8.3.    Nach Auffassung des Unabhängigen Verwaltungssenates ist im Rahmen eines Vertrages zwischen dem Verkäufer (Lieferant) und dem Käufer (Endverbraucher) von Strom eine Regelung zulässig, die für den Käufer sicherstellt, dass er sich bei Problemen im Zusammenhang mit dem Kauf von Ökostrom und der damit zusammenhängenden Versorgung seiner Einrichtungen mit Strom nur an einen Ansprechpartner halten kann und nicht in jedem Fall den jeweiligen Verursacher der Störung ausfindig machen sowie sich mit diesem in der Folge wegen der Beseitigung der Störung und des Schadenersatzes auseinandersetzen muss. Dieses Anliegen ist nach Auffassung des Verwaltungssenates insbesondere im Hinblick auf die oben dargelegte Komplexität der verschiedenen Rechtsbeziehungen sowie im Hinblick auf die Vielzahl der betroffenen Marktteilnehmer legitim und es weist eine darauf abzielende Leistung durch die Verkäufer von Ökostrom das erforderliche Naheverhältnis zur Hauptleistung „Verkauf von Ökostrom“ auf.
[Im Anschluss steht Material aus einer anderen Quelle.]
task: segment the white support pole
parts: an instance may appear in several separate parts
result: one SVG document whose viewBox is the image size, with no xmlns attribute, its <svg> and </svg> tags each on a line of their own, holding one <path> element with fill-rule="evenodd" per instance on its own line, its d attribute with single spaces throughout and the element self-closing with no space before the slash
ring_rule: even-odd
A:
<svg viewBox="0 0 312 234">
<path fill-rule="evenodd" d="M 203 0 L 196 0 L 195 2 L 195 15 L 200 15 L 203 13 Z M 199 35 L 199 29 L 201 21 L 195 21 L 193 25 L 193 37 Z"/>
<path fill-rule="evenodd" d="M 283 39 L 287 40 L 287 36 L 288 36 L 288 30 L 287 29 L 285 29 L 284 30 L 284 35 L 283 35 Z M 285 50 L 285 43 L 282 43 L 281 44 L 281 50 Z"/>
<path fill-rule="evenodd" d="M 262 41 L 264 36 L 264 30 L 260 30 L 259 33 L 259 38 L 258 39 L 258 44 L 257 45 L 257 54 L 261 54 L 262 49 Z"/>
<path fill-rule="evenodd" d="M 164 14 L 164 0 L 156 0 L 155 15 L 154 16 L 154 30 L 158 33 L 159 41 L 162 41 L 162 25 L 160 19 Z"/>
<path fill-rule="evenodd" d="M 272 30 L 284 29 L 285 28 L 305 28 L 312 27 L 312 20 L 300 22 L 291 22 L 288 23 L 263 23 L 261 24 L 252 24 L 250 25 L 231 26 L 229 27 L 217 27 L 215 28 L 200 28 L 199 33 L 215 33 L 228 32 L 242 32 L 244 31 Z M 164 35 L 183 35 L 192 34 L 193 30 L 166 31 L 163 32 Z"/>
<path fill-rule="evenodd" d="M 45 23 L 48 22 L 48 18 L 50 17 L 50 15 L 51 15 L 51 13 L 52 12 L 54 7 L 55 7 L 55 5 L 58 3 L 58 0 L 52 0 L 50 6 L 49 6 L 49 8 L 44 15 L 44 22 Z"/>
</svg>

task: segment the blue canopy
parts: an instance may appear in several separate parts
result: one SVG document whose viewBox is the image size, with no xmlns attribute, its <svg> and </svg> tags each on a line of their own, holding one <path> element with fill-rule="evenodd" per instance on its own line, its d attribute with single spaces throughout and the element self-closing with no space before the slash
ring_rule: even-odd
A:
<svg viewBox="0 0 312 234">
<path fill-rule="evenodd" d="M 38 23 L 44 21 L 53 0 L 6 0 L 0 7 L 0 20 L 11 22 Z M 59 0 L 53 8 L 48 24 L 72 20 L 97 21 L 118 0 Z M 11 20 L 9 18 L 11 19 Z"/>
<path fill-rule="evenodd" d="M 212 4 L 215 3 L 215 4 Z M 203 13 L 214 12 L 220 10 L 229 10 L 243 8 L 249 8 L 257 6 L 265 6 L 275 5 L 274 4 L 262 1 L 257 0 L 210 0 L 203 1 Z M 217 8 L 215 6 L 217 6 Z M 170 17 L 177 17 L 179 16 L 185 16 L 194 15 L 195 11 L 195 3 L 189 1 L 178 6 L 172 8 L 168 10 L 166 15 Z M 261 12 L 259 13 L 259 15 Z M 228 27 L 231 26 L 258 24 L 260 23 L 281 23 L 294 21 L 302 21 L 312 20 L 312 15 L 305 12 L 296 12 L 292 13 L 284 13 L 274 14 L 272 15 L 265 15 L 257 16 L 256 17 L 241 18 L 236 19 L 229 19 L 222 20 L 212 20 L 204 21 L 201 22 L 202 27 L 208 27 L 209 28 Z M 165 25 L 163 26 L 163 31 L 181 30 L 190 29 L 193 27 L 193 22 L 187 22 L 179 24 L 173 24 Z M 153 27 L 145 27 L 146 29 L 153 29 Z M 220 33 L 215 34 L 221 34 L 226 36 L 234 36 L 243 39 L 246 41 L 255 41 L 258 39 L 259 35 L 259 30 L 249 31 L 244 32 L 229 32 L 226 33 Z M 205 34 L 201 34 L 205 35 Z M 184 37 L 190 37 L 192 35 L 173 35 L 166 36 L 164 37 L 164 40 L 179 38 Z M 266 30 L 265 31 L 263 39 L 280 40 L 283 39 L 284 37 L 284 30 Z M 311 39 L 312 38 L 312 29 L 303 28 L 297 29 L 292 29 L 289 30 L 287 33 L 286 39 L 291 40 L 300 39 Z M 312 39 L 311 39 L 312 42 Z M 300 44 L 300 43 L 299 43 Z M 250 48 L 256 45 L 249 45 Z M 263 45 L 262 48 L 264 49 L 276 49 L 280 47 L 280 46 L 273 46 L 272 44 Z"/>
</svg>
Es darf somit auch unter vergaberechtlichen Gesichtspunkten in einer Ausschreibung grundsätzlich eine Regelung vorgesehen werden, dass der Stromverkäufer im Innenverhältnis zum Käufer (Verbraucher) diesem gegenüber primär für die ordnungsgemäße Lieferung jenes Stroms haftet, der dem durch den Verbraucher gekauften Ökostrom mengenmäßig entspricht. Dies gilt aber - abgesehen von später noch auszuführenden Aspekten - nur unter bestimmten Voraussetzungen und Einschränkungen. Insbesondere darf die Haftung des Stromverkäufers - abgesehen von der durch das Kaufgeschäft unmittelbar für ihn bestehenden Haftung - nicht über die Haftung der einzelnen anderen vorgenannten, primär haftenden Beteiligten hinausgehen und sie darf für ihn kein unkalkulierbares Risiko bedeuten.

Es bedarf keiner weiteren Erörterung, dass es dem Stromverkäufer natürlich offen stehen muss, die ihm vertraglich übertragene Haftung im Rahmen seines Angebots durch eine entsprechende Preisgestaltung zu berücksichtigen, und dass der Lieferant rechtlich in der Lage sein muss, den Kunden in allen Angelegenheiten im Zusammenhang mit dem Netzzutritt, der Netzbereitstellung, der Netznutzung und dem Abrechnungs- bzw Messdatenmanagement gegenüber dem Netzbetreiber zu vertreten.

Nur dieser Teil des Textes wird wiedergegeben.